2.1. Results of measuring of API performance of Kubernetes

Abstract:This document includes performance test results of Kubernetes API. All tests have been performed regarding Measuring of API performance of container cluster systems

2.1.1. Environment description

2.1.1.1. Hardware configuration of each server

Description of servers hardware
server name node-{1..500}, kuber* node-{1..355}
role kubernetes cluster kubernetes cluster
vendor,model Dell, R630 Lenovo, RD550-1U
operating_system
4.4.0-36-generic
Ubuntu-xenial
x86_64
4.4.0-36-generic
Ubuntu-xenial
x86_64
CPU vendor,model Intel, E5-2680v3 Intel, E5-2680 v3
processor_count 2 2
core_count 12 12
frequency_MHz 2500 2500
RAM vendor,model Hynix, HMA42GR7MFR4N-TF IBM,???
amount_MB 262144 262144
NETWORK interface_name bond0 bond0
vendor,model Intel, X710 Dual Port Intel, X710 Dual Port
interfaces_count 2 2
bandwidth 10G 10G
STORAGE dev_name /dev/sda /dev/sda
vendor,model
raid1 PERC H730P Mini
2 disks Intel S3610
raid1 - LSI ????
2 disks Intel S3610
SSD/HDD SSD SSD
size 800GB 800GB
  • kuber is a one-node Kubernetes cluster used to run container with test tool

2.1.1.2. Network scheme and part of configuration of hardware network switches

Network scheme of the environment:

Network Scheme of the environment

Here is the piece of switch configuration for each switch port which is a part of bond0 interface of a server:

switchport mode trunk
switchport trunk native vlan 600
switchport trunk allowed vlan 600-602,630-649
spanning-tree port type edge trunk
spanning-tree bpduguard enable
no snmp trap link-status

2.1.1.3. Software configuration of Kubernetes service

2.1.1.3.1. Setting up Kubernetes

Kubernetes was installed using Kargo deplyment tool.
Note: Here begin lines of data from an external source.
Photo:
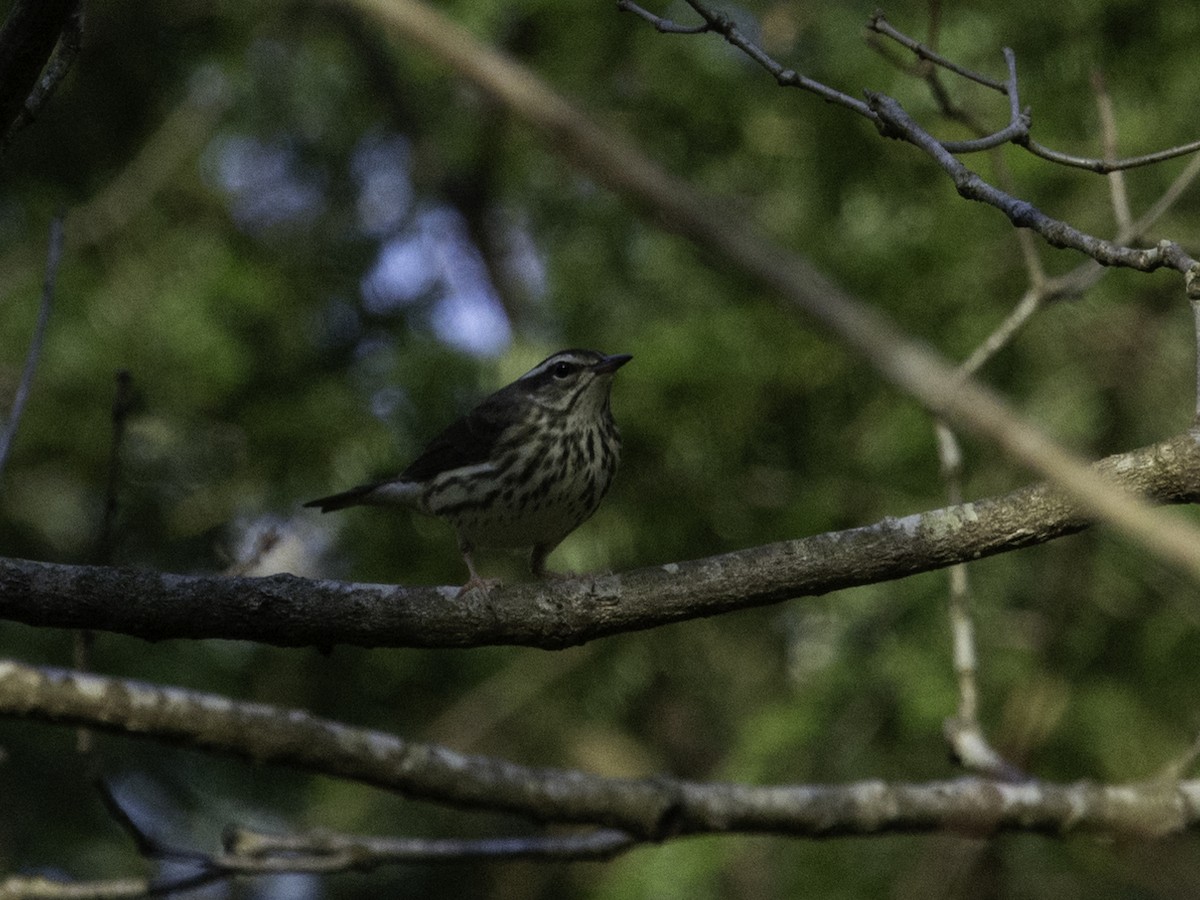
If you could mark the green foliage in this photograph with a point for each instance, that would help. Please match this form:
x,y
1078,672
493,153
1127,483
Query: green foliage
x,y
234,287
Kargo operates the following roles:

  • master: Calico, Kubernetes API services
  • minion: Calico, kubernetetes minion services
  • etcd: etcd service

Kargo deploys Kubernetes cluster with the following matching hostnames and roles:

  • node1: minion+master+etcd
  • node2: minion+master+etcd
  • node3: minion+etcd
  • all other nodes: minion

We installed Kargo on top of dedicated node and start deployment (change ADMIN_IP and SLAVE_IPS variables to addresses of your nodes and SLAVES_COUNT to nodes count):

git clone https://review.openstack.org/openstack/fuel-ccp-installer
cd fuel-ccp-installer
cat >> create_env_kargo.sh << EOF
set -ex

export ENV_NAME="kargo-test"
export DEPLOY_METHOD="kargo"
export WORKSPACE="/root/workspace"
export ADMIN_USER="vagrant"
export ADMIN_PASSWORD="kargo"

# for 10 nodes
export SLAVES_COUNT=10
export ADMIN_IP="10.3.58.122"
export SLAVE_IPS="10.3.58.122 10.3.58.138 10.3.58.145 10.3.58.140 10.3.58.124 10.3.58.126 10.3.58.158 10.3.58.173 10.3.58.151 10.3.58.161"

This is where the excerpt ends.